ショーが始まったのが11時。ジプシーのファミリー総出演といった感じで、貫禄たっぷりの肝っ玉ばあちゃんをリーダーに、父=歌手、長男=ギター、次男=ダンサー、叔父=太鼓、娘(或いは長男の嫁)=ダンサー、といった感じ。おっと、一人アフロ系のエキゾチックな踊り子は次男の許婚か?(以上の姻戚関係は、何れも私の勝手な推定)

 父ちゃん歌手の声量は昨夜(セビーリャ)の歌手には敵わないが、娘と許婚の踊りは素朴な、ジプシーのフラメンコで、迫力がありなかなかのものである。(欲を言えば、妖艶さには欠けるが、民族舞踊に妖艶さを求めるのが間違いか)

 (ここから少しショーとは関係のない余談)

 途中、ワンドリンクのサービスがあり、サングリアをもらう。私の前の横向き席にあとから来て座った小柄な年配日本人女性が、コーラを一口飲んで「あら、氷入りのを飲んじゃったけど大丈夫かしら?」

「ええ、スペインの水は硬水ですけど、大丈夫ですよ。ガイドは(スペインの水は)世界でも水質は上のほうだと言ってました。私もホテルの水を少し飲みましたが、何ともないですよ」

「そうですか。今まで用心して、水や氷には一切口をつけなかったんですよ」

 これがきっかけとなって、この女性と話が弾む。

「お一人?・・・じゃあないですよね!」

「はい、実はきのう(昨日)アルハンブラ宮殿で息子の結婚式を致しましてね」

「ええっ!あんなところで出来るんですか?、こらぁ驚いたナ」

「ええ、実は花嫁が昔スペインに留学してましてね、どうしてもこちらで式を挙げたいというものですから。私んとこも夫は長いことブラジルへ行っておりまして、まあポルトガル語とスペイン語は隣り組でしょう。それでいろいろと段取りをつけて、みんなでやってきましたの。」

「宮殿のどこで式を挙げたんですか?」

「園内のサンタ・マリア教会で致しましてね、その後王宮のパティオで食事会を開いたんですのよ。観光客の皆様にも祝っていただきましてね、本当に素晴らしい式になりました。新郎のタキシードも花嫁のドレスもみんな私が縫ってあげましたのよ」「二人は今朝ヨーロッパ内のハネムーンに発ちましてね、老夫婦は少しこちらに残りまして、今夜はこのショーを観に来たんですの」

・・・・・・という次第で、それにしてもアルハンブラで結婚式とは!大変な実行力のある日本人ファミリーがいたものである。(ショーが撥ねた後で、後にいた旦那から「ばあさんの相手をしてもらって有難うございました」と声を掛けられたが、元気な壮年のころの森繁久弥に似た、山羊髭・胡麻塩頭の“粋”なおじさんで、しっかりものの奥さんにこのよき旦那ありといった感じの、ナイスカップルであった。)

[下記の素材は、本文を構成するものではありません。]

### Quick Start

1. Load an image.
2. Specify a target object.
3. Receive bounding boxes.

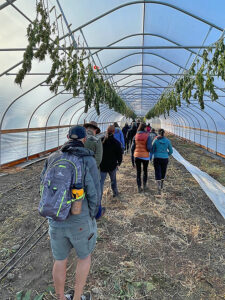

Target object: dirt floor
[0,137,225,300]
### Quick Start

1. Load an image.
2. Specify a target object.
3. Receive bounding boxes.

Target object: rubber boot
[143,183,148,192]
[157,180,161,195]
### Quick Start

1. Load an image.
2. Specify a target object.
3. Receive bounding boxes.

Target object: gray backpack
[38,152,83,221]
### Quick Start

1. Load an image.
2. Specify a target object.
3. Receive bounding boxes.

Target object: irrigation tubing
[0,219,47,274]
[0,175,40,198]
[0,229,48,281]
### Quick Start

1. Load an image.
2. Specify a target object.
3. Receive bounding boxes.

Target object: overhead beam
[60,0,223,40]
[0,0,16,10]
[0,45,216,51]
[6,72,221,76]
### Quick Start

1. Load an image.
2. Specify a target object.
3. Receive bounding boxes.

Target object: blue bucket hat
[68,125,87,140]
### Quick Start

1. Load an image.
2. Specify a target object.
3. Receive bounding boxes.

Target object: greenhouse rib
[60,0,223,40]
[0,45,216,51]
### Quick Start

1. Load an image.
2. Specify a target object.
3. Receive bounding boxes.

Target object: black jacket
[122,125,130,140]
[100,135,123,172]
[127,125,137,142]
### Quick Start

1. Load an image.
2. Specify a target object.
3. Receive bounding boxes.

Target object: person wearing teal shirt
[152,129,173,194]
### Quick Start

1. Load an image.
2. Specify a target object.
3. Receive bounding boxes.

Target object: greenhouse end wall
[150,116,225,158]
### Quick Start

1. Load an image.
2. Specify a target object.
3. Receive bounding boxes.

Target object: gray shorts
[49,219,97,260]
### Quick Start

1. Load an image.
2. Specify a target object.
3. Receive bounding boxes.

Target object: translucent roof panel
[0,0,225,164]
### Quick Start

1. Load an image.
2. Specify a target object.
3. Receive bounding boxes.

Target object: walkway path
[0,148,225,300]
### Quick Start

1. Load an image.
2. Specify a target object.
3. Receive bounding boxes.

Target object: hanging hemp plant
[15,0,135,117]
[146,38,225,118]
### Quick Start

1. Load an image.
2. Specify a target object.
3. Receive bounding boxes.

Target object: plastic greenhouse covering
[0,0,225,165]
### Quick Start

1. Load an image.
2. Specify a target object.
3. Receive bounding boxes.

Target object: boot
[143,183,148,192]
[157,180,161,195]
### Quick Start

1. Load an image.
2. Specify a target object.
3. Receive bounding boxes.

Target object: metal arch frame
[69,105,85,127]
[184,106,209,148]
[0,0,16,10]
[182,107,202,144]
[86,107,101,121]
[87,33,202,63]
[107,65,176,79]
[26,89,65,160]
[170,110,189,137]
[174,111,191,140]
[165,115,180,134]
[198,102,225,153]
[58,101,85,147]
[141,3,145,114]
[99,111,118,123]
[192,104,218,153]
[126,94,158,101]
[103,52,185,69]
[60,0,223,40]
[45,97,84,150]
[116,75,167,92]
[119,75,168,92]
[169,112,185,136]
[77,105,91,124]
[179,108,195,142]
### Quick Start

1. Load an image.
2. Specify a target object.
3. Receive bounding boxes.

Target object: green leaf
[145,282,155,292]
[16,291,23,300]
[23,291,31,300]
[46,285,55,293]
[34,294,44,300]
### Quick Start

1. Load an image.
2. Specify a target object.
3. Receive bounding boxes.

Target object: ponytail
[158,128,165,137]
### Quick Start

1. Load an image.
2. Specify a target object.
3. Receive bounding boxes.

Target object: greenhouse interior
[0,0,225,300]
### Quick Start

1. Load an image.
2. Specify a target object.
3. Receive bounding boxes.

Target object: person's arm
[84,163,100,218]
[146,136,152,152]
[95,140,103,168]
[116,143,123,166]
[40,159,48,181]
[168,140,173,156]
[131,137,136,167]
[151,139,156,154]
[120,130,125,149]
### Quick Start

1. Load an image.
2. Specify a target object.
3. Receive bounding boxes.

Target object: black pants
[135,157,149,186]
[154,158,168,180]
[124,138,129,151]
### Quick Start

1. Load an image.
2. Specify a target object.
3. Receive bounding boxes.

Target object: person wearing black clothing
[100,125,123,198]
[127,123,137,147]
[122,123,130,151]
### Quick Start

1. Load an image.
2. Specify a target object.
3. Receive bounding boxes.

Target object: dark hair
[103,125,115,144]
[158,128,165,136]
[138,123,147,131]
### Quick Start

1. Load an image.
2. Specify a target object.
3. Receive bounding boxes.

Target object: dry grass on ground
[0,146,225,300]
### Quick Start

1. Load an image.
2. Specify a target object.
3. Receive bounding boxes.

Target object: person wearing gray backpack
[39,125,100,300]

 メンバーが入れ替わったセカンドステージもやはり、でッぷりと貫禄充分のゴッドばあちゃんを中心にしたメンバー。今度の踊り手は母―長女―次女といった感じで、長女は16才、昔太めだったころの宮沢りえちゃん風。つぶらな瞳がかわいい。しかし踊りは額に汗をにじませて迫力充分。次女は11才(年齢はいずれも推定)超“おしゃま”といった感じ。

 そのスリムな身体を躍動させての踊りは、彼女がまだほんの少女だということを忘れさせる。日頃は結構逞しく生きているんだろうが、このまま成長すれば“魔性”を帯びた女へと変身するやもしれない。そんな可能性を予感させる・・・。

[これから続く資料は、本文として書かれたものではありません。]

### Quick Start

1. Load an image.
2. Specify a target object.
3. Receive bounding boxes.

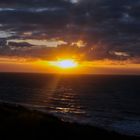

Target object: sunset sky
[0,0,140,74]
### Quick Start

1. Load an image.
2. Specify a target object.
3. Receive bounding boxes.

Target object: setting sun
[51,59,78,69]
[56,59,78,69]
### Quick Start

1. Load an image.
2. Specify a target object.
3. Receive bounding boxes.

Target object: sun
[50,59,78,69]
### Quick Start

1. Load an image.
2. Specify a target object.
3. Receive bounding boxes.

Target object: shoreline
[0,102,139,139]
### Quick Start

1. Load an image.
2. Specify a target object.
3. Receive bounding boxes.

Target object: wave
[0,100,140,137]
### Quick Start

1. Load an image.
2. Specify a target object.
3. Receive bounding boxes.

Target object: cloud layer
[0,0,140,61]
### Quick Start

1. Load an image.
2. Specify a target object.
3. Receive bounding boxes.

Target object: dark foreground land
[0,103,140,140]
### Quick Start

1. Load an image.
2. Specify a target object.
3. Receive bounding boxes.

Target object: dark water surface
[0,73,140,135]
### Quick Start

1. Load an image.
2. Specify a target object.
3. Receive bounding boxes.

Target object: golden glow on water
[0,56,140,75]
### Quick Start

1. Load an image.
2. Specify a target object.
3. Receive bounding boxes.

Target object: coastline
[0,102,139,139]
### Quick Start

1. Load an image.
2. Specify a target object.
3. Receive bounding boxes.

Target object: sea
[0,73,140,136]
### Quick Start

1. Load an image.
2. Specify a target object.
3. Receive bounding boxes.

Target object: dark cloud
[0,0,140,60]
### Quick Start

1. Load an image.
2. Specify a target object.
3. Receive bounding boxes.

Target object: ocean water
[0,73,140,136]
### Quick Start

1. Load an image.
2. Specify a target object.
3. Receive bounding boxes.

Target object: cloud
[0,0,140,61]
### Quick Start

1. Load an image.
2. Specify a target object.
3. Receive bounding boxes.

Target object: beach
[0,103,138,139]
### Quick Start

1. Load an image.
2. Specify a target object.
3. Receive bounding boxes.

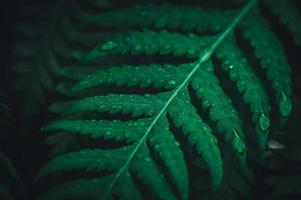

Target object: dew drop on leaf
[279,92,292,117]
[259,112,270,131]
[99,40,118,51]
[144,156,152,162]
[232,129,246,154]
[167,80,177,86]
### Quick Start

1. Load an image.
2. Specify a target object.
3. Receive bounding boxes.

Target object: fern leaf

 全てソロが基本のフラメンコはやや単調な感じが否めないし、“振り”や“タップ”は実際には大変な修練と高度のテクニックを要するものかもしれないが、感性の低い小生にはそこのところが理解し難い。しかし芸術家(後で二人は二紀会の画家と判明)のお姉さま二人によれば「今夜のフラメンコはよかった、感動した!」とのことで、こちらの評価が正当なのでありましょう。

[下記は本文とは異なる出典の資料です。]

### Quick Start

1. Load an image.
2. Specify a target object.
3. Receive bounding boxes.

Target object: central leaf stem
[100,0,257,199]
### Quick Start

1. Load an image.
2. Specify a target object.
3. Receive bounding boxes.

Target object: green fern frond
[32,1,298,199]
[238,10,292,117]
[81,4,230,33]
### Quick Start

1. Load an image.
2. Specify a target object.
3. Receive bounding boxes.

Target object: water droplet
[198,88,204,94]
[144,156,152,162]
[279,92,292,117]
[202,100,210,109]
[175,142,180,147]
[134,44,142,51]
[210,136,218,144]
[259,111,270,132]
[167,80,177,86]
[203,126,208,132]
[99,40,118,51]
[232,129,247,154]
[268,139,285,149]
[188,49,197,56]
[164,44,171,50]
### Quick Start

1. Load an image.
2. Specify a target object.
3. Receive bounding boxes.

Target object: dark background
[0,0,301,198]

 ショーが終わると12時を大きく回っていた。マイクロバスに乗って、アルバイシンの迷路を抜け、大通りで大型バスに乗り換えた後、市内のホテルを廻っては一組また一組と下ろしていく。宵っ張りのスペインとはいっても、地方都市とあってさすがに人通りも店の明かりも少ない。バスは中心街を行ったり来たりで、途中十字路で側面衝突して車が大破した事故現場に遭遇したりもする。(神様、どうか我がバスの道中の無事を!)

 結局丘の向こうにある我がホテルが最後になり、帰りついたのはなんと午前1:30。フロントには人影無く、真鍋さんが玄関のガラスドアを叩いて係員を呼び中に入れてもらう。

 時間が時間だけに、女房が待ちくたびれた末にワインを飲んで爆睡してたらタイヘンだゾ・・・と一瞬心配したが、2,3度ノックしたらドアが開いたので一安心。

 そそくさとシャワーを済ませるや、寝酒(ワインは半分強残っていた)を飲む余裕もなく、今夜も又々バッタンキュー!